Optimizing Video Selection LIMIT Queries With Commonsense Knowledge

Authors:
Wenjia He, Ibrahim Sabek, Yuze Lou, Michael Cafarella

Abstract

Video is becoming a major part of contemporary data collection. It is increasingly important to process video selection queries — selecting videos that contain target objects. Advances in neural networks allow us to detect the objects in an image, and thereby offer query systems to examine the content of the video. Unfortunately, neural network-based approaches have long inference times. Processing this type of query through a standard scan would be time-consuming and would involve applying complex detectors to numerous irrelevant videos. It is tempting to try to improve query times by computing an index in advance. But unfortunately, many frames will never be beneficial for any query. Time spent processing them, whether at index time or at query time, is simply wasted computation. We propose a novel index mechanism to optimize video selection queries with commonsense knowledge.

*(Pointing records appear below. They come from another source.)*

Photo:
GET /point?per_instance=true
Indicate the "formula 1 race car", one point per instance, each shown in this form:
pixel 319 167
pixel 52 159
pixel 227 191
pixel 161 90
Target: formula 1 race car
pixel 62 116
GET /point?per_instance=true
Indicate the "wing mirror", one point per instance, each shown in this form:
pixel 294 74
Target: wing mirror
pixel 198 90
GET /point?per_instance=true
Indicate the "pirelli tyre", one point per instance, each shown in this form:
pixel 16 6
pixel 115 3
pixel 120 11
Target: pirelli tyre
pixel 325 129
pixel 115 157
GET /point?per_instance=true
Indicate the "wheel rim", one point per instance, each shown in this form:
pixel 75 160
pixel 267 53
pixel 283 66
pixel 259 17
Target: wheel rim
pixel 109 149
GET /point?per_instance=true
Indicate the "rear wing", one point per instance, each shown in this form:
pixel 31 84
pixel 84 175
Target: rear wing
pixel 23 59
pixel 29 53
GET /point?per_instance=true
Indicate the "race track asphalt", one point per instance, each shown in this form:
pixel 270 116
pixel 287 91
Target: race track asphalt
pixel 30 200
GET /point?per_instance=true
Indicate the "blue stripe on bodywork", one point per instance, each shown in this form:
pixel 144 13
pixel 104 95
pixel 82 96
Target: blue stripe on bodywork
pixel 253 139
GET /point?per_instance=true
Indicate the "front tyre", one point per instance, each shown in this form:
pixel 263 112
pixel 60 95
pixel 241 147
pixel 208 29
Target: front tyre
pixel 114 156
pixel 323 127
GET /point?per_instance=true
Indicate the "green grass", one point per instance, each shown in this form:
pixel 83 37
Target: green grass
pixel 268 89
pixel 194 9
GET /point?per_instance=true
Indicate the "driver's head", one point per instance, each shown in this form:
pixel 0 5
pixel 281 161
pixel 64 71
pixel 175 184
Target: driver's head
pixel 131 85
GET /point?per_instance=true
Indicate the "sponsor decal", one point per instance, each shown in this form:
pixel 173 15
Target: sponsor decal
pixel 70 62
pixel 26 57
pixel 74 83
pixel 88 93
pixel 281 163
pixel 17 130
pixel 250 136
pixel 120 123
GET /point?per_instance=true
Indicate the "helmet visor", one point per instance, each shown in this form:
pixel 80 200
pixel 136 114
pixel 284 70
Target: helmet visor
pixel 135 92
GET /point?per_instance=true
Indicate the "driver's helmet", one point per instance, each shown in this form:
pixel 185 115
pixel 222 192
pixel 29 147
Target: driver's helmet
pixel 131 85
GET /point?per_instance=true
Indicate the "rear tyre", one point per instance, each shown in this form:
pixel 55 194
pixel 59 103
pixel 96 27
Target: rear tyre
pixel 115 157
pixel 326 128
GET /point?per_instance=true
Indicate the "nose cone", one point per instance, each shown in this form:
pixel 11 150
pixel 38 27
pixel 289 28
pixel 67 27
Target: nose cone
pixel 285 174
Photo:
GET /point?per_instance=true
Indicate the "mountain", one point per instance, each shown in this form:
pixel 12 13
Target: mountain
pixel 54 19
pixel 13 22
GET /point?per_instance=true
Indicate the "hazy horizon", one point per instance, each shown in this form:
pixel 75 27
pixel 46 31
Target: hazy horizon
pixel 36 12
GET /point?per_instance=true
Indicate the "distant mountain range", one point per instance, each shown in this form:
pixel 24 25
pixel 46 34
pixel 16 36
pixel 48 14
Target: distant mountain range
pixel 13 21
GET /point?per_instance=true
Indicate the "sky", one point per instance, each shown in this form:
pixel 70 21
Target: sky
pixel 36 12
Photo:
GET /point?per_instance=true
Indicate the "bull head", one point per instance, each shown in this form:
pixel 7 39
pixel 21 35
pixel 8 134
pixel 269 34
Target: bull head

Commonsense knowledge consists of fundamental information about the world, such as the fact that a tennis racket is a tool designed for hitting a tennis ball. To save computation, an inexpensive but lossy index can be intentionally created, but this may result in missed target objects and sub-optimal query time performance. Our mechanism addresses this issue by constructing probabilistic models from commonsense knowledge to patch the lossy index and then prioritizing predicate-related videos at query time. This method can achieve significant performance improvements comparable to those of a full index while keeping the construction costs of a lossy index. We describe our prototype system, Paine, plus experiments on two video corpora. We show our best optimization method can process up to 97.79% fewer videos compared to baselines. Even the model constructed without any video content can yield a 75.39% improvement over baselines.